Все благодушие, что было навеяно таким приятным расстрелом врага, сразу испарилось, Волков почувствовал новую тревогу.
– Ну, говори.
– Началось дело, сержант меня прислал просить помощи.
– Что, снова пришли они? – Кавалер имел в виду горожан.
– Пришли, господин, три десятка, с аркебузами, с арбалетами, уже затеяли кидаться.
«Три десятка. Как вовремя, как раз когда я отдал последний свой резерв Брюнхвальду. Три десятка… Пока что пустяки. Но кто знает, сколько их еще будет». Нужно было поехать посмотреть. Обязательно. Он должен был сам увидеть и оценить опасность.
– Максимилиан, знамя останется тут. – Волков дал шпоры и направился к Фильсбибургу. – Капитан, я отъеду, там на улице горожане, кажется, собираются, при железе, вы за старшего.

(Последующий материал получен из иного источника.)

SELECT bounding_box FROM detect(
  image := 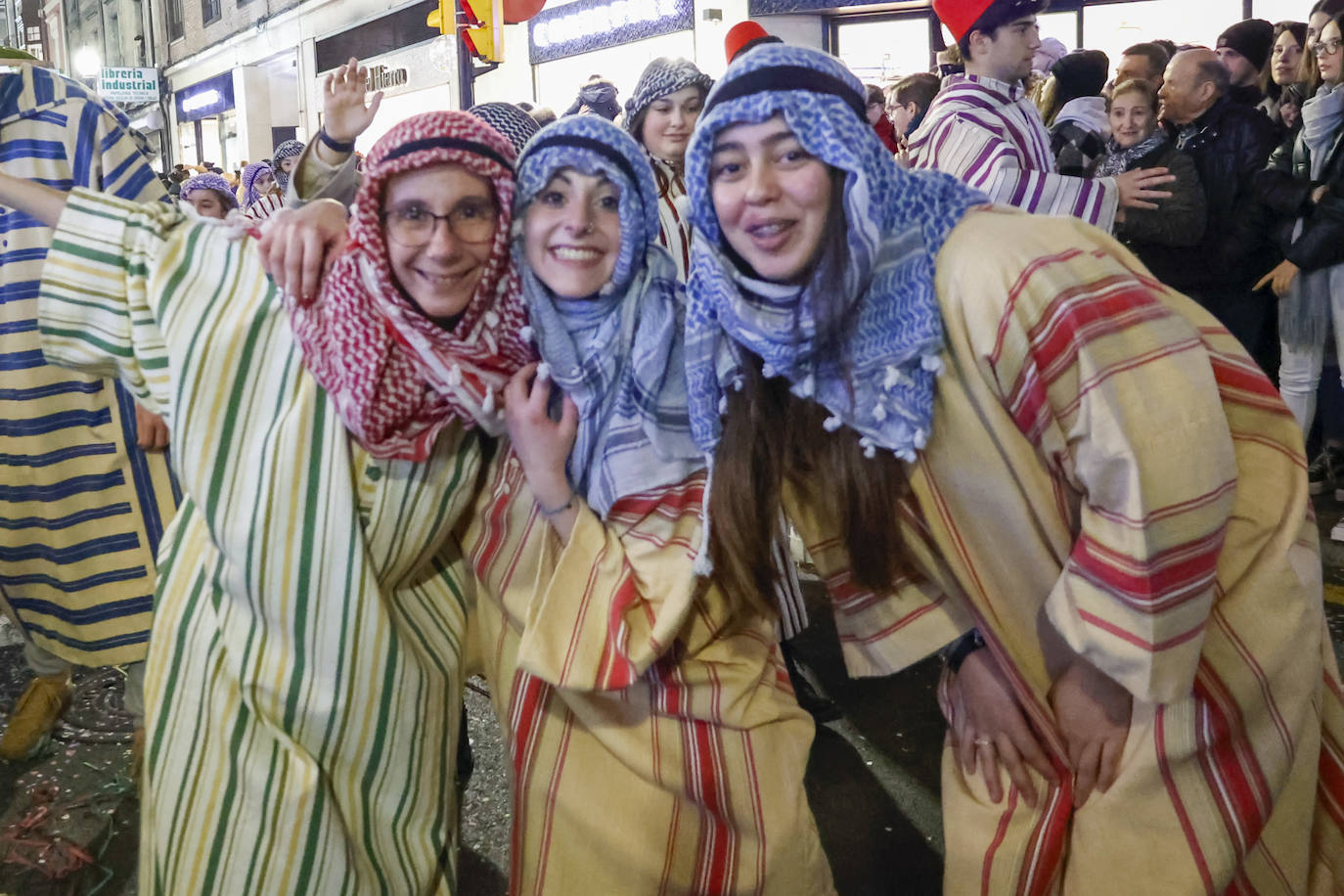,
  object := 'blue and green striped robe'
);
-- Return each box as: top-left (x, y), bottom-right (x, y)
top-left (40, 185), bottom-right (481, 896)
top-left (0, 66), bottom-right (177, 665)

Пусть Вилли продолжает стрелять, пусть всех перебьет, вы пойдете вперед, если его снова отгонят арбалетчики. И если уж пойдете, так столкните их наконец.
– Да, генерал, – отвечал капитан. – Как пожелаете.
Но вот тон капитана кавалеру совсем не понравился. Фильсбибург, кажется, боялся. Чего – непонятно: то ли что генерал его бросает и убегает, то ли остаться старшим в таком тяжком деле. «Не Карл Брюнхвальд и не Роха. Даже не Вилли». Хоть теперь и не хотелось Волкову ехать, но прояснить ситуацию было необходимо.
– Приглядывайте за ним, – сказал генерал знаменосцу и добавил уже господину Фейлингу: – Останьтесь с Максимилианом вестовым, если что-то пойдет не так, скачите ко мне, я в поперечной улице налево отсюда буду.
Генерал боялся оставить эти позиции надолго, поэтому ехал быстро. Он забрал с собой всех своих гвардейцев, двадцать человек, и двух сержантов, еще с ним были Габелькнат и Румениге. Так и поскакали.
И оказались на месте уже вскоре. И вовремя. Горожан, правда, оказалось не три десятка, а чуть больше двух, но доспех был у них отличный и оружие под стать. Правда, половина из них арбалетчики и стрелки, а уже за ними, чуть поодаль, стояли горожане с оружием белым и другим. И на улице висел пороховой дым. Один из стрелков был уже мертв, еще один тяжко ранен арбалетным болтом, а сам сержант получил пулю в плечо, под самый край кирасы.
Волков закрыл забрало, спешился и пошел вперед. В доспехе ему нечего было опасаться. Он недавно стоял в нем под градом болтов и пуль на берегу одной забытой Богом речушки. Пусть болваны-горожане займутся им, пусть попробуют взять. И тут же ему в кирасу ударила пуля. Щелкнула, расплющилась и отлетела, оставив лишь вмятину.